Star Tribune - 1/23/2018

Jan. 23--Three convicted rapists are suing the city of Dayton over an ordinance that virtually bans them from the city, arguing that the measure violates their Constitutional rights and is trumped by state law.

The men are challenging a far-reaching 2016 ordinance that bars convicted sex offenders from living within 2,000 feet of any school, day care center, park, playground, public bus stop -- or even pumpkin patch and apple orchard -- within the city of Dayton, a rural community of about 5,000 residents northwest of the Twin Cities.

Their suit argues that, because of the ordinance, the three offenders remain unjustly confined at the Minnesota Sex Offender Program (MSOP) facility in St. Peter -- more than a year after they were cleared for conditional release to a group home in Dayton. The lawsuit was filed this month in Hennepin County District Court.

The lawsuit is among the first legal challenges in Minnesota to residency restrictions against sex offenders, and could determine the fate of dozens of similar measures across the state. More than 40 localities have enacted such ordinances in just the last two years, amid a growing local backlash against state efforts to return sex offenders to the community.

The restrictions have created a dilemma for the state agency that oversees the MSOP, which is under legal pressure to release more offenders but is running out of community facilities where they can send them. A total of 12 offenders have been approved for conditional release from the program, but remain stuck at the program's treatment facilities as a large and growing swath of the state becomes off-limits to sex offenders.

"The current situation is untenable," said Eric Janus, a professor at Mitchell Hamline School of Law and author of a book on sex offender laws. "These former offenders are entitled to be released, yet they continue to be held, by local actions that are subverting state law."

Tim McNeil, the mayor of Dayton, said Tuesday that the city "intends to defend the ordinance to the extent that we can," but declined to comment further.

The push to enact such ordinances has intensified since the summer of 2015, when U.S. District Judge Donovan Frank ruled that the state's sex offender program was unconstitutional and ordered sweeping changes.
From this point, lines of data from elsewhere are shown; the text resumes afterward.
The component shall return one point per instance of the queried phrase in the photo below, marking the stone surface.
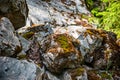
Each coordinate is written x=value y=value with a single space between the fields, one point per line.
x=15 y=10
x=9 y=42
x=56 y=12
x=13 y=69
x=60 y=53
x=75 y=74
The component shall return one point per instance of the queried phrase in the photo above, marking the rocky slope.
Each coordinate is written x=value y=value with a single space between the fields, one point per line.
x=57 y=43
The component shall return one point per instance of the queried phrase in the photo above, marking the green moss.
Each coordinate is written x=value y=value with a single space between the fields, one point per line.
x=64 y=42
x=105 y=75
x=80 y=71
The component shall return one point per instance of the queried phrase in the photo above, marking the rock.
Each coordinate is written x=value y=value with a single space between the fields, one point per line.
x=56 y=12
x=25 y=47
x=90 y=40
x=103 y=75
x=15 y=10
x=13 y=69
x=99 y=48
x=47 y=76
x=75 y=74
x=107 y=55
x=58 y=53
x=9 y=42
x=33 y=53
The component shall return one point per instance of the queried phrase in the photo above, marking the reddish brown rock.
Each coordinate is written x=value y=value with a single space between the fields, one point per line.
x=15 y=10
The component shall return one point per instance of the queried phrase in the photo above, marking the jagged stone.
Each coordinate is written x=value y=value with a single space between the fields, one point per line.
x=9 y=42
x=15 y=10
x=13 y=69
x=58 y=53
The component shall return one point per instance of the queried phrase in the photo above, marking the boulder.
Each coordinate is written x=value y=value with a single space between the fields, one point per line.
x=75 y=74
x=58 y=53
x=99 y=48
x=56 y=12
x=13 y=69
x=9 y=42
x=15 y=10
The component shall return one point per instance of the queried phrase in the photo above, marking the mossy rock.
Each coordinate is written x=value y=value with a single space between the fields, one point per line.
x=65 y=42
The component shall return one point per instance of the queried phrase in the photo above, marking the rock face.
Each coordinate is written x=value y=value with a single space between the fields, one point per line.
x=56 y=12
x=61 y=53
x=15 y=10
x=9 y=42
x=75 y=74
x=13 y=69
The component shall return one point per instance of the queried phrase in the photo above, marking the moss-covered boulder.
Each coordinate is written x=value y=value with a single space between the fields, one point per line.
x=60 y=53
x=75 y=74
x=9 y=42
x=15 y=10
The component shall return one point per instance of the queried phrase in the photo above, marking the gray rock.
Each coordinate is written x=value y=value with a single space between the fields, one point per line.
x=13 y=69
x=56 y=12
x=58 y=53
x=15 y=10
x=9 y=42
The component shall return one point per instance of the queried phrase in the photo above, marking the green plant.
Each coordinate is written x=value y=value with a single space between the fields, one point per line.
x=109 y=18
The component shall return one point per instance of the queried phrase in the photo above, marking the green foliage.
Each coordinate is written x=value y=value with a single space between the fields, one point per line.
x=109 y=18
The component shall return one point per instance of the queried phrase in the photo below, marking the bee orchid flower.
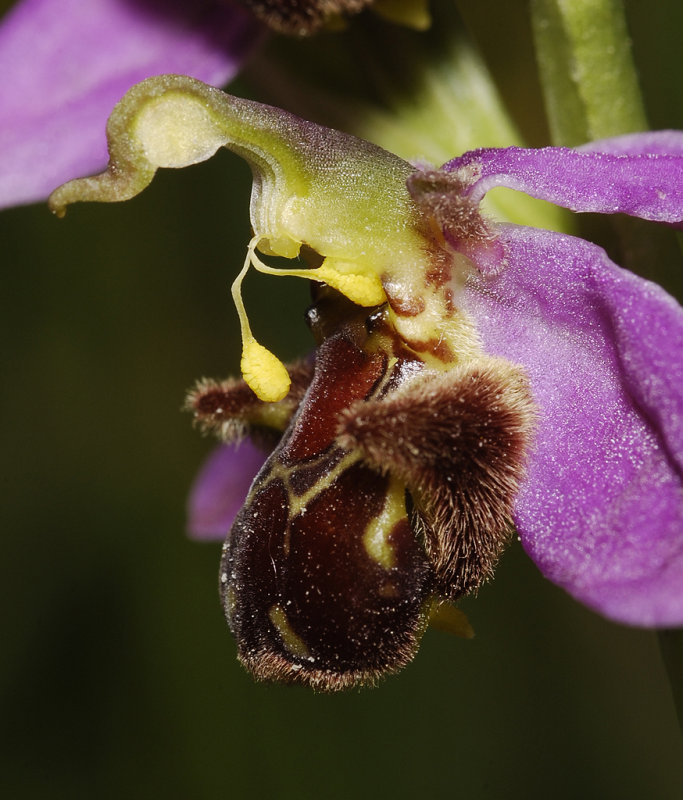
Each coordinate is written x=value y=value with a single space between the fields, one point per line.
x=471 y=377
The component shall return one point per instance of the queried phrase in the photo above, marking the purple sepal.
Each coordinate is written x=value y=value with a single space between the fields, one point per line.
x=220 y=489
x=638 y=174
x=66 y=63
x=601 y=510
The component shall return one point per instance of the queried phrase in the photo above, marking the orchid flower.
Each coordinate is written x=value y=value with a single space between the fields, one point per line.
x=469 y=375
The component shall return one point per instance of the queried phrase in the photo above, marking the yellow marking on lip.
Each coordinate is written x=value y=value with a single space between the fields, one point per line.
x=292 y=642
x=376 y=537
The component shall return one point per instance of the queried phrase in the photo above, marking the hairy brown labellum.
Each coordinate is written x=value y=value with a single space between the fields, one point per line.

While that ruling was overturned by a higher court, the state has been under pressure to show that it operates a viable treatment program and not simply confining them indefinitely as punishment.

In response, local governments rushed to pass residency restrictions before offenders moved into their communities. There are now a total of 85 communities in Minnesota with such restrictions, up from 44 in September 2016, according to the Minnesota Association for the Treatment of Sexual Abusers.

The ordinance passed by the Dayton City Council in October 2016 is unusually broad. Its long list of areas identified as off-limits to convicted sex offenders includes athletic fields, ice skating facilities, bowling alleys, dance academies and public libraries. The ordinance also bans offenders from distributing candy on Halloween, and makes it illegal for them to "leave an exterior porch light on" to attract trick-or-treaters.

Attorneys for the offenders argue that the ordinance is superseded by Minnesota's sex offender law, which regulates how and when a person civilly committed as a sex offender should be returned to the community. Under the law, offenders have a right to petition for release; and state panels have the sole authority to approve or reject them, according to the suit.

"These are individuals who have served their criminal sentences, and that professionals have determined are safe to return to the community in a limited setting," said Andrew Holly, a partner with the Minneapolis law firm Dorsey & Whitney LLP, which brought the suit. "By restricting them from living in the normal world, [the city of Dayton] is making it impossible to follow court orders and the appropriate state rules and regulations."